Of course, all of that is just speculation - I know triggers are carnivores and usually eat crustaceans, so I'm not even sure if live fish of any kind are an appropriate food for it.


----------



## Kellsindell (Sep 15, 2008)

Good questions.

1 You should feed your tang different types of small food like krill mysis and cyclopees. the trigger will also love these and other meaty foods such as oisters, silversides(dead), or you have the option of making your own food. Many get unseasoned shrimp from the grocery store and feed that too. Tangs do love to graze, so you should feed them some nori, or veggy sheets you get from a lfs or what they wrap sushi in and put it on a veggie clip for continual grazing.

2 You realld don't need it if it already has it.

3 You can, it has been found to stim the appitite and to help with the animal immune system. i don't use this meathod i just feed healthy to keep them healthy. if you do use it, you can do it on every meal.

4 answered in question 1

5 you can, be sure to add them to tank water or RO/DI water and swish it around so it'll sink rather then float and go into the overflow

6 read above post by iamntbatman(i don't recommend the converting)

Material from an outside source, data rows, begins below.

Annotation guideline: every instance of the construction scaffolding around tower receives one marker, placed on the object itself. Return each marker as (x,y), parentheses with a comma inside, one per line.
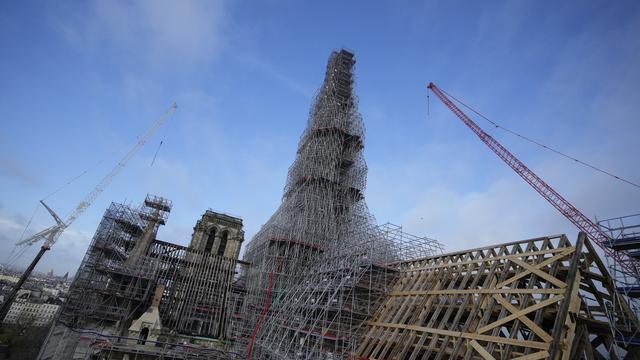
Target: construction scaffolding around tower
(123,268)
(320,265)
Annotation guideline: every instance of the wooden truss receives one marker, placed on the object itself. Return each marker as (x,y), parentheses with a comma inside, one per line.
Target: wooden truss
(534,299)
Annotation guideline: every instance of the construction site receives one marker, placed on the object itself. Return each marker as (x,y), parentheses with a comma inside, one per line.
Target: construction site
(321,279)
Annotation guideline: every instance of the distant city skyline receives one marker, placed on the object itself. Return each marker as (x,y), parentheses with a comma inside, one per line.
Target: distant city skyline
(82,80)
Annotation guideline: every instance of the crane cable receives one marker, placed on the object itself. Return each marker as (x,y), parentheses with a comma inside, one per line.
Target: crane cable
(496,125)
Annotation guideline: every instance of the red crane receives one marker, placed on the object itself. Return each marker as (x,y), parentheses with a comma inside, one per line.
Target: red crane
(628,264)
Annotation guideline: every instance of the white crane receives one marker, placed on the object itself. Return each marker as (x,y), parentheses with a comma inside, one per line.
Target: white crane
(51,234)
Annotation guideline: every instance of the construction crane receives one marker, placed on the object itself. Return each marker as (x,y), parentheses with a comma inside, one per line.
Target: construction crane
(628,264)
(51,234)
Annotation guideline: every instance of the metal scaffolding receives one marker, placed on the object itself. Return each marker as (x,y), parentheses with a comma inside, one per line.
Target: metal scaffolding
(122,268)
(535,299)
(320,265)
(624,235)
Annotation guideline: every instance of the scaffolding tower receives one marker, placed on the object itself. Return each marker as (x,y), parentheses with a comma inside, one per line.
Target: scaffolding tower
(624,235)
(320,265)
(116,281)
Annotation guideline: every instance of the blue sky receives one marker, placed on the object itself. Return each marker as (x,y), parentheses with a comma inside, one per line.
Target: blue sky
(81,80)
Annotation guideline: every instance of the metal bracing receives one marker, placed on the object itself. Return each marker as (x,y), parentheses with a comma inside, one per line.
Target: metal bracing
(320,265)
(116,280)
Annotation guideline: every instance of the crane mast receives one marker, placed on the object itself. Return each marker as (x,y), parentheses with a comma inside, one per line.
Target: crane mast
(51,234)
(582,222)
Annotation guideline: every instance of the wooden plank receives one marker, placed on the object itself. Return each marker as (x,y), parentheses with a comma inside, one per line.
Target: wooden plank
(534,356)
(491,259)
(484,353)
(520,313)
(477,291)
(535,328)
(473,336)
(538,266)
(536,270)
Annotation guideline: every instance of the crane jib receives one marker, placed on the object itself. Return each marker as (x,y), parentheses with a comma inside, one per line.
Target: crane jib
(570,212)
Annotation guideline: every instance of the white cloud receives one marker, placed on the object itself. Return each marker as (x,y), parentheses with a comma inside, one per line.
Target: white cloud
(64,256)
(158,31)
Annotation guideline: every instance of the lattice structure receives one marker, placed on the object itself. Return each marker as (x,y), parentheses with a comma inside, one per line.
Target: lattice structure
(319,266)
(624,234)
(534,299)
(116,280)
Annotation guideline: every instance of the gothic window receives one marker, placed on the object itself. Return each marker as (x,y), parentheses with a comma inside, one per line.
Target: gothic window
(210,240)
(223,243)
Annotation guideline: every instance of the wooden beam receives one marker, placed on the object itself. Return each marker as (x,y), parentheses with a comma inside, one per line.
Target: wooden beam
(484,353)
(520,313)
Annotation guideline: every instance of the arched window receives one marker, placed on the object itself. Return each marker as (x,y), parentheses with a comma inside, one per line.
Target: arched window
(210,240)
(223,243)
(143,336)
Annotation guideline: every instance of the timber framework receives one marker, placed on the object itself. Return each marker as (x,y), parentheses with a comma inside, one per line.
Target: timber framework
(533,299)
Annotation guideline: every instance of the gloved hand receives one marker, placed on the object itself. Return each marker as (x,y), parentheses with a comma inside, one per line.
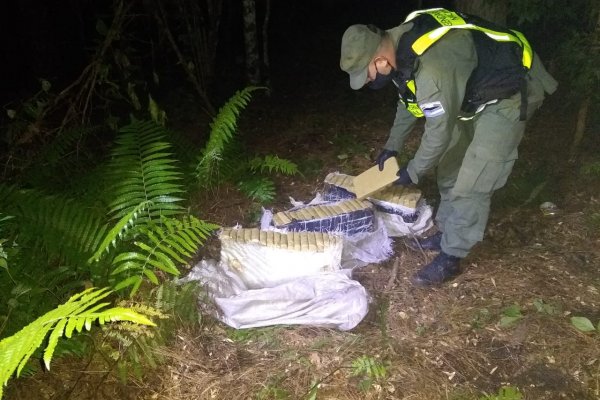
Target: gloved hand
(403,177)
(384,155)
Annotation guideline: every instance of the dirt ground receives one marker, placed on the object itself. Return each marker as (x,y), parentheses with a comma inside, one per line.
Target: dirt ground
(452,342)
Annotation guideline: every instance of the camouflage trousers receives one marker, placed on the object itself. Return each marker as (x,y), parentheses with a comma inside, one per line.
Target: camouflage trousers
(478,161)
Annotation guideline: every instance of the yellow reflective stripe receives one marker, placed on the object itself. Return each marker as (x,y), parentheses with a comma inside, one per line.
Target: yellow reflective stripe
(414,14)
(414,109)
(447,18)
(425,41)
(527,52)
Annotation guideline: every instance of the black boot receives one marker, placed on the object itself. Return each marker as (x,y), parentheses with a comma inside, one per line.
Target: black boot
(432,243)
(442,268)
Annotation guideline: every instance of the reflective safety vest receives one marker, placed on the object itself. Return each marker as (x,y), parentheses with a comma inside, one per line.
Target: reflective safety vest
(504,57)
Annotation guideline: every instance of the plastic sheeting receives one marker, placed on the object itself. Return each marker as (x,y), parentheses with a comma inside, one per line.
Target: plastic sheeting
(330,300)
(322,298)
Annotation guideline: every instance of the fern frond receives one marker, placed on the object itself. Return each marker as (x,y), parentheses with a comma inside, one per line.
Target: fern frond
(222,129)
(60,225)
(119,230)
(79,312)
(259,189)
(143,170)
(173,242)
(272,163)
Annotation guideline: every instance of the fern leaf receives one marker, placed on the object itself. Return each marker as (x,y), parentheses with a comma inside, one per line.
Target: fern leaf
(143,170)
(173,241)
(272,163)
(78,312)
(223,127)
(126,222)
(258,189)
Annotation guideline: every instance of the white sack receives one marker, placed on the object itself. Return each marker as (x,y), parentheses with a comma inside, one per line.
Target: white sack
(396,226)
(331,300)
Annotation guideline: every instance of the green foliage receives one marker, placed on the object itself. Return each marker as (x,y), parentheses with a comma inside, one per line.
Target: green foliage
(223,159)
(143,170)
(504,393)
(510,316)
(258,188)
(79,312)
(583,324)
(481,319)
(369,370)
(273,164)
(222,129)
(158,248)
(545,308)
(59,227)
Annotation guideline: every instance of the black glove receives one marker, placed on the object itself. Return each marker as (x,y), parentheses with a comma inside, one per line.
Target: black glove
(384,155)
(403,177)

7 again it's part of 1. it's fine and called nori most of the time

8 Once a day unless you have special requierment fish and other then the tang, you don't. Put the seaweed on the clip in the morning/midday/night and feed when you mean to. Seaweed should be everyother day or less because it can be very messy and raise your unwanted parameters.

Good luck


----------



## Pasfur (Mar 29, 2008)

I highly suggesting incorporating garlic into the diet of your fish. There are many marine pellet foods that contain a garlic supplement. Just choose one and use it regularly. Improving the health and immunity of your fish should be a high priority.


----------